Gianni Minà: “Carriera? Ho un solo rimpianto”

[…] Una carriera è fatta anche di occasioni mancate, passi falsi.
«Ancor più rimpiango la mancata intervista a Nelson Mandela, dove ci rincorremmo per due anni e poi non se ne fece più nulla».

Mina è ancora una sua grande amica?
«È una persona amabile, adorabile. Con una personalità e sensibilità fuori dagli schemi. Ci conosciamo dal ’61, non ci frequentiamo più da tempo e fino a prima della pandemia ci sentivamo al telefono, ma l’affetto e la stima rimangono immutabili. Un’artista, a parer mio, inarrivabile. Si è ritirata molto presto, ma ha saputo rimanere nell’immaginario collettivo degli italiani, vestita solo dell’interpretazione dei suoi brani che periodicamente ci regala. Solo di Mina, di Chico Buarque de Hollanda e di Joan Manuel Serrat ho tutti i dischi. In questo periodo sto riscoprendo le loro meravigliose sonorità e la mia collezione di più di duemila lp che non ho mai avuto il tempo di ascoltare».
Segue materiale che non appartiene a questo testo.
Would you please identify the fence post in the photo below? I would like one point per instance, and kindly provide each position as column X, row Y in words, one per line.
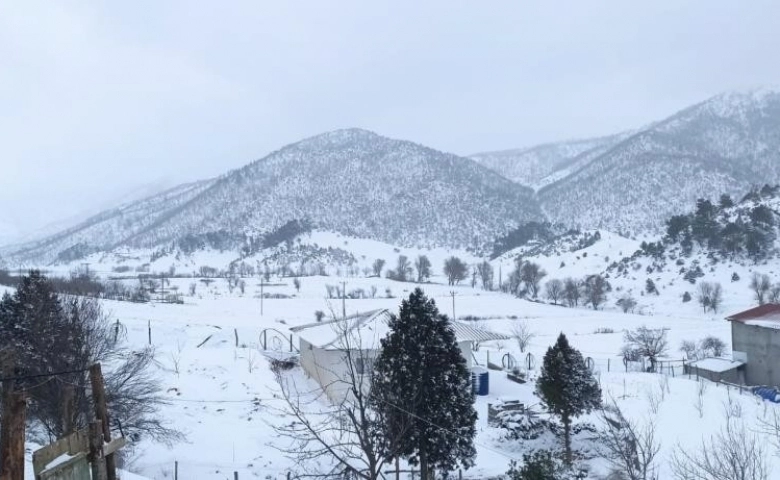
column 101, row 413
column 13, row 423
column 96, row 451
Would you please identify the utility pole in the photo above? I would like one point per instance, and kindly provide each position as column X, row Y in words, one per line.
column 452, row 293
column 101, row 414
column 344, row 299
column 13, row 423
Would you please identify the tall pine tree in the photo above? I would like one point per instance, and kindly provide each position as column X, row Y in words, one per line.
column 567, row 387
column 422, row 388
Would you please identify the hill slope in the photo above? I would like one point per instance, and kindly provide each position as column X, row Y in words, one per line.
column 724, row 145
column 350, row 181
column 541, row 165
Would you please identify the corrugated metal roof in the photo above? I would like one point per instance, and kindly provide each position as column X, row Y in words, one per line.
column 367, row 328
column 768, row 311
column 469, row 333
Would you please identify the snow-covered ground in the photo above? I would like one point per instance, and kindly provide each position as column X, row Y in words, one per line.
column 223, row 397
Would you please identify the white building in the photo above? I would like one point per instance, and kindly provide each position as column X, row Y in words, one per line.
column 324, row 347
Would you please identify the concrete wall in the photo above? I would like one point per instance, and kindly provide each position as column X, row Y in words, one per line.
column 735, row 375
column 760, row 348
column 329, row 368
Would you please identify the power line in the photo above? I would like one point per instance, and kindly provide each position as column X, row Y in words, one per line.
column 42, row 375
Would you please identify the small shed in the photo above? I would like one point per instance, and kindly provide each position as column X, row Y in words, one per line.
column 717, row 369
column 324, row 346
column 755, row 340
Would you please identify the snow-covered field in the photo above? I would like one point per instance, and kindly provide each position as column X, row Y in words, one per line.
column 223, row 396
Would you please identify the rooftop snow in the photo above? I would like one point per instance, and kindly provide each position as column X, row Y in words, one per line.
column 366, row 329
column 717, row 365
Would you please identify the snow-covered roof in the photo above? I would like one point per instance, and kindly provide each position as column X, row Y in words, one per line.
column 365, row 330
column 769, row 312
column 717, row 365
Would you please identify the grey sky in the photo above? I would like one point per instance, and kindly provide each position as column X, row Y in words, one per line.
column 100, row 98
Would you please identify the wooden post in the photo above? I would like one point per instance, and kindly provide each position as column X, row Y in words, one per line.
column 14, row 420
column 96, row 458
column 101, row 413
column 12, row 423
column 68, row 404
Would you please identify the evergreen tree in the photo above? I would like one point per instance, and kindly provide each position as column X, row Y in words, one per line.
column 566, row 387
column 422, row 389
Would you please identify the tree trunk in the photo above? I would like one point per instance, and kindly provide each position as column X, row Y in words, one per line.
column 423, row 466
column 567, row 439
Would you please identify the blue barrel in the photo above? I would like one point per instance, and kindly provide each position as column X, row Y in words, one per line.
column 480, row 381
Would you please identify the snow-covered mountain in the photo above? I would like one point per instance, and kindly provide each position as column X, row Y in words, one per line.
column 350, row 181
column 723, row 145
column 542, row 165
column 106, row 230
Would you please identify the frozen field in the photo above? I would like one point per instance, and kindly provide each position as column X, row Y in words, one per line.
column 223, row 397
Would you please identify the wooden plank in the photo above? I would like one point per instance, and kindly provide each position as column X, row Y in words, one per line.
column 73, row 444
column 114, row 445
column 70, row 468
column 101, row 412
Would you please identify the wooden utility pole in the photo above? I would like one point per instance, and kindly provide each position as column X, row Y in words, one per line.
column 101, row 412
column 452, row 293
column 96, row 458
column 12, row 433
column 344, row 299
column 68, row 408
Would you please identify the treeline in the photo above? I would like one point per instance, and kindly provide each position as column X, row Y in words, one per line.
column 724, row 227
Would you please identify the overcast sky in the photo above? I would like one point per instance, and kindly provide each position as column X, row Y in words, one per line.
column 99, row 99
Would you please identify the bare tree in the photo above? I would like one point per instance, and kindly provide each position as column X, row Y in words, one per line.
column 647, row 342
column 403, row 270
column 531, row 274
column 485, row 271
column 553, row 289
column 627, row 303
column 522, row 334
column 761, row 286
column 596, row 288
column 713, row 346
column 710, row 296
column 455, row 270
column 774, row 293
column 630, row 448
column 378, row 265
column 735, row 453
column 336, row 437
column 572, row 292
column 423, row 266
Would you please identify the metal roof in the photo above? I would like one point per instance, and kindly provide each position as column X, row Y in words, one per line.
column 364, row 331
column 768, row 311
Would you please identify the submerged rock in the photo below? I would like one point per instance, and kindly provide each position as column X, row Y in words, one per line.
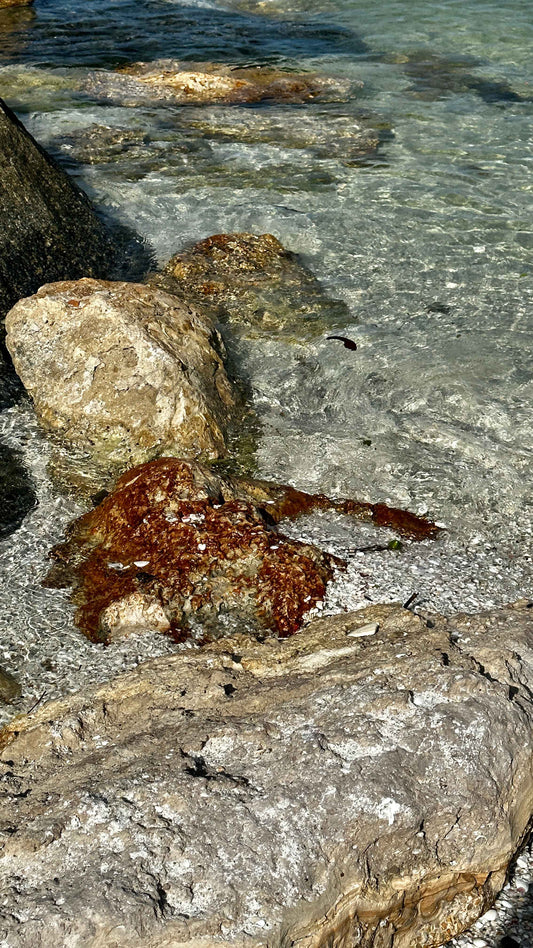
column 48, row 230
column 322, row 790
column 252, row 281
column 176, row 548
column 172, row 81
column 17, row 496
column 123, row 370
column 434, row 76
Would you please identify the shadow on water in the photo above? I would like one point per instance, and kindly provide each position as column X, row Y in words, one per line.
column 434, row 77
column 106, row 34
column 17, row 496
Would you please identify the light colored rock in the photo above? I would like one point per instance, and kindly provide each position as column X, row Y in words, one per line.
column 322, row 790
column 168, row 80
column 123, row 370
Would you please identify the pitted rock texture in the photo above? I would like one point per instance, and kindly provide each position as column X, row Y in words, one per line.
column 123, row 370
column 48, row 230
column 168, row 80
column 253, row 282
column 176, row 548
column 324, row 789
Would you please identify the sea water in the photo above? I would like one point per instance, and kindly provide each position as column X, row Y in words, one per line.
column 428, row 242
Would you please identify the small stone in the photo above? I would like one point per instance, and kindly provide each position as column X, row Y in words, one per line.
column 369, row 629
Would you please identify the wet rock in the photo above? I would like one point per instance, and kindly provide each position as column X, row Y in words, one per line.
column 123, row 370
column 177, row 548
column 9, row 686
column 172, row 81
column 347, row 137
column 253, row 282
column 320, row 790
column 17, row 496
column 48, row 230
column 435, row 76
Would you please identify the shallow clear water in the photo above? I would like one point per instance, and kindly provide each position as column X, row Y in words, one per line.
column 429, row 243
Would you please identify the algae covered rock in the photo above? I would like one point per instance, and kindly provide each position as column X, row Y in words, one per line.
column 48, row 230
column 123, row 370
column 172, row 81
column 254, row 282
column 177, row 548
column 327, row 789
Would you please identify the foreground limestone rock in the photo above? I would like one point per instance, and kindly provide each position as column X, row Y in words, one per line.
column 333, row 788
column 123, row 369
column 168, row 80
column 252, row 281
column 177, row 549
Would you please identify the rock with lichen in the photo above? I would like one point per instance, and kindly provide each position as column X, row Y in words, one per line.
column 123, row 370
column 172, row 81
column 176, row 548
column 327, row 789
column 252, row 282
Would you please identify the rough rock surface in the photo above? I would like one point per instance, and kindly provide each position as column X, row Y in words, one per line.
column 333, row 788
column 252, row 281
column 176, row 548
column 168, row 80
column 48, row 230
column 125, row 370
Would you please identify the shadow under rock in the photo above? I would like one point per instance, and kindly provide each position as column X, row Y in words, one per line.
column 95, row 34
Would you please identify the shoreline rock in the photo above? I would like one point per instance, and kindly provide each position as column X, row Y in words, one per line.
column 176, row 548
column 48, row 229
column 181, row 83
column 123, row 370
column 327, row 788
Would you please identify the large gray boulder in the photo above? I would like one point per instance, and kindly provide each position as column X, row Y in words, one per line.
column 363, row 783
column 122, row 369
Com’era Pasolini? Lei ha raccontato che nel calcio picchiava duro.
«Pier Paolo era appassionato di calcio, giocava con passione senza risparmiare o risparmiarsi nulla, come ha sempre fatto vivendo la sua vita. Io lo considero più di uno scrittore, un poeta che ha scritto testi profetici, sulla società e il ruolo della televisione. Mi colpì profondamente lo scempio del suo corpo, le foto mostrate. Mi ricordarono subito quelle del Che Guevara, che, come un moderno Cristo, fu fotografato subito dopo la sua uccisione con intorno i suoi assassini soddisfatti dell’esibizione del loro trofeo».
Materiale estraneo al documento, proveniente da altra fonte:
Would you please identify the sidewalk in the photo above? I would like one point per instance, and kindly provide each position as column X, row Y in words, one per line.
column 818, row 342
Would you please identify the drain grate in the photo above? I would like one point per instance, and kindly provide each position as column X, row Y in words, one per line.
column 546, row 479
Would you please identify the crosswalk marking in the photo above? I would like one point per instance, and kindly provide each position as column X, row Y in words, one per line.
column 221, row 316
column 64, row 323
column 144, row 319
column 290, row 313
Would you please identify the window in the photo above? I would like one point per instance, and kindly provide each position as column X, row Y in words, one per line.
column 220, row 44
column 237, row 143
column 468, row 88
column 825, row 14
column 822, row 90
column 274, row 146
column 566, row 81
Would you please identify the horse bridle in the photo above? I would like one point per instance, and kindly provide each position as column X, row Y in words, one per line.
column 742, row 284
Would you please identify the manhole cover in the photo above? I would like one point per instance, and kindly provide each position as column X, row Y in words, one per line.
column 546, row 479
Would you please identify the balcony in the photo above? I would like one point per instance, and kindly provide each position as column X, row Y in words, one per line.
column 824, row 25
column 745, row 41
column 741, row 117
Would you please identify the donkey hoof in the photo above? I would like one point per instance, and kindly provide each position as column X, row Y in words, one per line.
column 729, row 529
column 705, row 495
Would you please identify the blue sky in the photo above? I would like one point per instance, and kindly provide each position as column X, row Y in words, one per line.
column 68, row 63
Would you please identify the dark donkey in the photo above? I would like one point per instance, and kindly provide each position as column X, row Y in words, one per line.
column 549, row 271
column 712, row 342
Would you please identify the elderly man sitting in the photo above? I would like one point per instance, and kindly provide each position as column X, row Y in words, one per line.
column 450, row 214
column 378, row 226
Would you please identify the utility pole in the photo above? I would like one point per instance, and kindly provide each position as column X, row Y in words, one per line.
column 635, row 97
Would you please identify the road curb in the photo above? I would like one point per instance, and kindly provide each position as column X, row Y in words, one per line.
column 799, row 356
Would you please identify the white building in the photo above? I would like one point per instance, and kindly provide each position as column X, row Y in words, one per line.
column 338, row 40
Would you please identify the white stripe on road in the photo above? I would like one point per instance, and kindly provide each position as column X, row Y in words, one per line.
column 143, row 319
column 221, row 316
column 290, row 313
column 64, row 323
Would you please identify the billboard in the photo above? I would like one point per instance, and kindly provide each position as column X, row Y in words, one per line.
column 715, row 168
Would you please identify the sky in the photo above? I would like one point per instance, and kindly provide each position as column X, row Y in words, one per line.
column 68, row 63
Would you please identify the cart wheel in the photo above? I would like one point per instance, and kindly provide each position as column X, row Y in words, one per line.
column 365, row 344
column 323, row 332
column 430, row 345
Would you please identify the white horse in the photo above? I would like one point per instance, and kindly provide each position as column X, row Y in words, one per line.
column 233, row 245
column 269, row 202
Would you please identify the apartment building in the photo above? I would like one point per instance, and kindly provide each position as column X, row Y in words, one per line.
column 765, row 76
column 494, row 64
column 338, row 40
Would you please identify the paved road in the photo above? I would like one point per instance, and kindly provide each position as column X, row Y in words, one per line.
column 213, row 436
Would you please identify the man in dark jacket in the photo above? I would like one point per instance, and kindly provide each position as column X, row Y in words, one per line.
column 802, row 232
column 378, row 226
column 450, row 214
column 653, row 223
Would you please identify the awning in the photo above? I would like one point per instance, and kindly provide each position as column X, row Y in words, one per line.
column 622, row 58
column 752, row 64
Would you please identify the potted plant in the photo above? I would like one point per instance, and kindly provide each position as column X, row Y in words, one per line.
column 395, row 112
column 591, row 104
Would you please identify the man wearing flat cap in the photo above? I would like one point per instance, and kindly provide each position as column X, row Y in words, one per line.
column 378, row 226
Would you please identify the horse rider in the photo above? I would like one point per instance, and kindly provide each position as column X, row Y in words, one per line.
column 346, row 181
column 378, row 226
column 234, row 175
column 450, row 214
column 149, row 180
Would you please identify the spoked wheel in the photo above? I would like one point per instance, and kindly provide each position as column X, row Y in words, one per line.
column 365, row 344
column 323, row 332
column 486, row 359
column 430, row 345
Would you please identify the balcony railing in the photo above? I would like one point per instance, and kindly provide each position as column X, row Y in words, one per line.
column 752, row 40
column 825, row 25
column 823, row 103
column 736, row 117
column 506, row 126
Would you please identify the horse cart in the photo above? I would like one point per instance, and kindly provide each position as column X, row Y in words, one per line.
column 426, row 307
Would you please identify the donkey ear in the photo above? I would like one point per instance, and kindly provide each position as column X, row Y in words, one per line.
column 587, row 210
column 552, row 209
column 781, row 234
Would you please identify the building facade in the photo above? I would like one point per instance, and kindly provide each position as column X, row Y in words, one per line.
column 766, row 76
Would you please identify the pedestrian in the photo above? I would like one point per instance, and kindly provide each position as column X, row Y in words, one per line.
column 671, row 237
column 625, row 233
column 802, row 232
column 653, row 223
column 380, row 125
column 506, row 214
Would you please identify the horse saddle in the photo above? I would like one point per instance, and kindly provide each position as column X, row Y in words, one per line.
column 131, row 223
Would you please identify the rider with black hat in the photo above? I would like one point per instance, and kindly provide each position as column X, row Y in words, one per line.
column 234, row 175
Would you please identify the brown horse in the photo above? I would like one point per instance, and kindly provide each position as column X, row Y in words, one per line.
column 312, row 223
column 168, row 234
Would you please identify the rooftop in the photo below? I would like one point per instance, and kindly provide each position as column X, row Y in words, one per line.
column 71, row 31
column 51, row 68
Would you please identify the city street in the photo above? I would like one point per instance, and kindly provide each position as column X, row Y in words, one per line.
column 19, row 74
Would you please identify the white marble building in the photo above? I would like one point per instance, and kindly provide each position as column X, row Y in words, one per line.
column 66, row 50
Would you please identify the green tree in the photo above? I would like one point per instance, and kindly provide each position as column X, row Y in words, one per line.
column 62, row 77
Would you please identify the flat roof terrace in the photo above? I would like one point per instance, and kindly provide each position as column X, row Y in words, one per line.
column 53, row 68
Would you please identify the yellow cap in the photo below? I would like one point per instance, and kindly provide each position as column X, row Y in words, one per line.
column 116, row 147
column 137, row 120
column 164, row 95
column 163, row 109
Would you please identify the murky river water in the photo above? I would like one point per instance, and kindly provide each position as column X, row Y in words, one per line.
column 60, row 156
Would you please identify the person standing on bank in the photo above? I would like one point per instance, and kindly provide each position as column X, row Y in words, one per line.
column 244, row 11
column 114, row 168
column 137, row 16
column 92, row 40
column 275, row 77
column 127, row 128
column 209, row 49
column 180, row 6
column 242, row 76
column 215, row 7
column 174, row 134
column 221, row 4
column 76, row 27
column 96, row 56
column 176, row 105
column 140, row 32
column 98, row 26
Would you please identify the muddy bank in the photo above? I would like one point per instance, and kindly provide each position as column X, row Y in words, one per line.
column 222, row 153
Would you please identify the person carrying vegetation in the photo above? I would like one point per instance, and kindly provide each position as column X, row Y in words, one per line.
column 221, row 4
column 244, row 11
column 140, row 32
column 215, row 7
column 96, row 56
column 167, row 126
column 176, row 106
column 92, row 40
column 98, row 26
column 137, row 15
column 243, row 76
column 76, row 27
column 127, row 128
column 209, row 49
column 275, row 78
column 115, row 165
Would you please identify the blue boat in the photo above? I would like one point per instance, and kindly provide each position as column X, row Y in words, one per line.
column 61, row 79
[…] Maradona. Se dovesse riassumere questo personaggio senza confini in poche parole?
«Insieme a Pietro Mennea è stato un dolore immenso la notizia della sua morte. Mi ha concesso il privilegio di attraversare ombre e luci della sua vita. Non l’ho mai giudicato, perché non è questo il compito che ci si deve aspettare da un giornalista. Ho tentato di raccontarlo nella maniera più aderente possibile. Con mia moglie Loredana abbiamo deciso di distruggere parte del materiale filmico riguardante le sue sedute dallo psicologo che mi aveva fatto filmare a forza».